Submitted to: Pest Management Science
Publication Type: Peer Reviewed Journal
Publication Acceptance Date: 6/20/2002
Publication Date: 11/20/2002
Citation: Wauchope, R.D., Ahuja, L.R., Arnold, J.G., Bigner, R., Lowrance, R.R., Van Genuchten, M.T., Adams, L.D. 2002. Software for pest management science: computer models and databases from the us department of agriculture-agricultural research service. Pest Management Science. 59:691-698 (2003).

Interpretive Summary: The Journal "Pest Management Science" is published by the Society for Chemistry and Industry, a London-Headquartered International Society. Periodically the Journal devotes a single issue to a particular research institution such as a major agricultural university or pesticide corporation. ARS has been invited to be the subject of one issue (three of our scientists are members of the Editorial Board of the journal) and the National Program Staff is coordinating the development of the issue-some 20 papers will be submitted, of which this is one. The paper briefly lists ARS models and databases that are relevant to pest management science and provides a slightly expanded description of some of the major environmental model projects in ARS.
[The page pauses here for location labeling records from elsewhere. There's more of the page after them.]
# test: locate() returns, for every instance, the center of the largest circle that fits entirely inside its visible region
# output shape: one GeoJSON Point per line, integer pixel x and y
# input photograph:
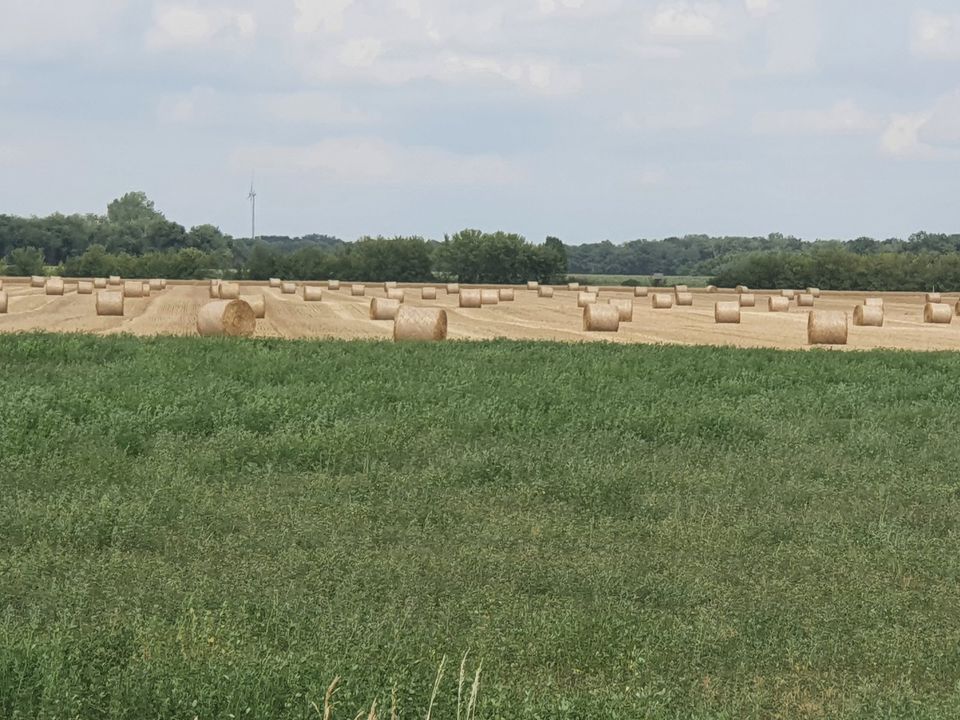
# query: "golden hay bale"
{"type": "Point", "coordinates": [110, 302]}
{"type": "Point", "coordinates": [383, 308]}
{"type": "Point", "coordinates": [229, 291]}
{"type": "Point", "coordinates": [827, 328]}
{"type": "Point", "coordinates": [868, 316]}
{"type": "Point", "coordinates": [586, 298]}
{"type": "Point", "coordinates": [470, 298]}
{"type": "Point", "coordinates": [229, 318]}
{"type": "Point", "coordinates": [412, 323]}
{"type": "Point", "coordinates": [937, 313]}
{"type": "Point", "coordinates": [625, 308]}
{"type": "Point", "coordinates": [778, 304]}
{"type": "Point", "coordinates": [661, 301]}
{"type": "Point", "coordinates": [601, 318]}
{"type": "Point", "coordinates": [257, 303]}
{"type": "Point", "coordinates": [727, 312]}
Technical Abstract: We present an overview of USDA Agricultural Research Service (ARS) computer models and databases related to pest management science, emphasizing current development projects in environmental risk management. ARS has a unique national interdisciplinary team of researchers in hydrology, soil and plant science, systems analysis, and pesticide science who have networked to develop empirical and mechanistic computer models describing the behavior of pests, pest responses to controls, and the environmental impact of pest control methods. Historically, much of this work has been in support of production agriculture and in support of the conservation programs of our "action agency" sister, the Natural Resources Conservation Service (formerly the Soil Conservation Service). Because we are a public agency our software/database products are generally offered without cost, unless they are developed in cooperation with a private-sector cooperator. Because we are fundamentally a research organization, with development of new science as our highest priority, these products tend to be offered on an "as-is" basis with little follow-up user support except for cooperating R & D relationsohip with other scientists. However, rapid changes in the technology for information analysis and communication continually challenge our way of doing business.